Comprender una patología sin perspectiva de género es insuficiente
Bajo todo lo anteriormente expuesto, es indispensable tener presente que la psicología tiene cierto reconocimiento social, por tanto, no se puede dar el lujo mediante su saber, respaldar o colaborar con la fraternidad patriarcal. Esto se puede observar, por ejemplo, cuando un psicólogo aparece en algún medio masivo de comunicación, explicando desde las teorías referentes a los sociópatas, las razones y las series de características o rasgos que gatilla a un hombre agredir gravemente a una mujer o violarla, omitiendo e invisibilizando toda una estructura social que ha posibilitado hacer sentir a ese hombre con el derecho de atentar contra esa mujer.
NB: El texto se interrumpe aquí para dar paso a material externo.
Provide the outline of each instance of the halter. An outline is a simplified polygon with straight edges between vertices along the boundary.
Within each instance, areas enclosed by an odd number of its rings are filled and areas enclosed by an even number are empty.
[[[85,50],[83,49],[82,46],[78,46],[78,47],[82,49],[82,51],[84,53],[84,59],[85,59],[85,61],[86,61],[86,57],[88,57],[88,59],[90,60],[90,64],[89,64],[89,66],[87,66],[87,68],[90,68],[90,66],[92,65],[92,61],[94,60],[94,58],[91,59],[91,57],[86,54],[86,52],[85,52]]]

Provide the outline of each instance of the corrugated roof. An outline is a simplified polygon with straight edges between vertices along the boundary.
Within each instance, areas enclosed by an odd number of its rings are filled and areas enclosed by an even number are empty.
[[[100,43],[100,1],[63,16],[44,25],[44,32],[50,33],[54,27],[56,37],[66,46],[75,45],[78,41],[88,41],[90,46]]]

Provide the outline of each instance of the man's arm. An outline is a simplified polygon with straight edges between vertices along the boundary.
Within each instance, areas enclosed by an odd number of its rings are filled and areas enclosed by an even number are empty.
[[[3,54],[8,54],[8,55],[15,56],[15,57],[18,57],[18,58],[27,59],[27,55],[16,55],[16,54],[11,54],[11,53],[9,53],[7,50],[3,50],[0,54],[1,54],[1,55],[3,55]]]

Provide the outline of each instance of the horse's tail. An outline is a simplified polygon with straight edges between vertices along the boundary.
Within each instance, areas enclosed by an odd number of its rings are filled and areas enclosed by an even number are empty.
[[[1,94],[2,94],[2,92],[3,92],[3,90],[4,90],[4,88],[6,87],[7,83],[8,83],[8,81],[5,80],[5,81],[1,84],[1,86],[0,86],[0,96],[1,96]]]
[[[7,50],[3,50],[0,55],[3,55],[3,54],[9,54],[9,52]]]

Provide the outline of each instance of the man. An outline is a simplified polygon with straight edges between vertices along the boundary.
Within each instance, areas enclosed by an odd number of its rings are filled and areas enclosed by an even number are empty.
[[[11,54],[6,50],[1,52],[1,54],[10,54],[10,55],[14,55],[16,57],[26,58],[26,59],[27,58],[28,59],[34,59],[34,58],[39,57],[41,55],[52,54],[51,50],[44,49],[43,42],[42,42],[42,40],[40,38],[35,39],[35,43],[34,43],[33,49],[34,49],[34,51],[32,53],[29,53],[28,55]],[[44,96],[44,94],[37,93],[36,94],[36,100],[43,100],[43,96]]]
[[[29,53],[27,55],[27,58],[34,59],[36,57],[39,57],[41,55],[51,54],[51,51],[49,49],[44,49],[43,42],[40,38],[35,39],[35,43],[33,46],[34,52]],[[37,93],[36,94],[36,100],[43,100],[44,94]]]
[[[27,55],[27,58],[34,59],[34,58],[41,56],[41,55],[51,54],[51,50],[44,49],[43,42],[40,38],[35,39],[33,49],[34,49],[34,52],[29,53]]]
En este sentido, se hace necesario construir opiniones bajo la luz de los valores de la sostenibilidad social, basados en la justicia de la igualdad y equidad, justamente porque los discursos van construyendo realidad, y el deber ético del profesional, tiene que asegurar en no ser un dispositivo reproductor de las injusticias y desigualdades estructurales.
De esta manera, los diagnósticos y/u opiniones que se dan desde la psicología, deben tener necesariamente una mirada crítica ante los discursos hegemónico, para poder interpretar y explicar los diversos fenómenos en salud mental en su mayor complejidad posible. Para desde ahí, propender a la emancipación de las personas de estas relaciones de poder mencionadas y que, sin duda alguna, de manera directa o indirecta, están relacionadas con el malestar psíquico. Así, darle tratamiento a una persona bajo la concepción de plenos sujetos de derechos, va a permitir por lo menos generar conciencia para romper con las ataduras de un sistema patriarcal. Para generar cambios, es necesario tener ciudadanos activos, porque aún la cultura está media dormida ante la lucha por reivindicar derechos, subvertir el poder y cuestionar las dinámicas injustas pre establecidas. El feminismo sigue siendo la alarma que está despertando a una cultura somnolienta.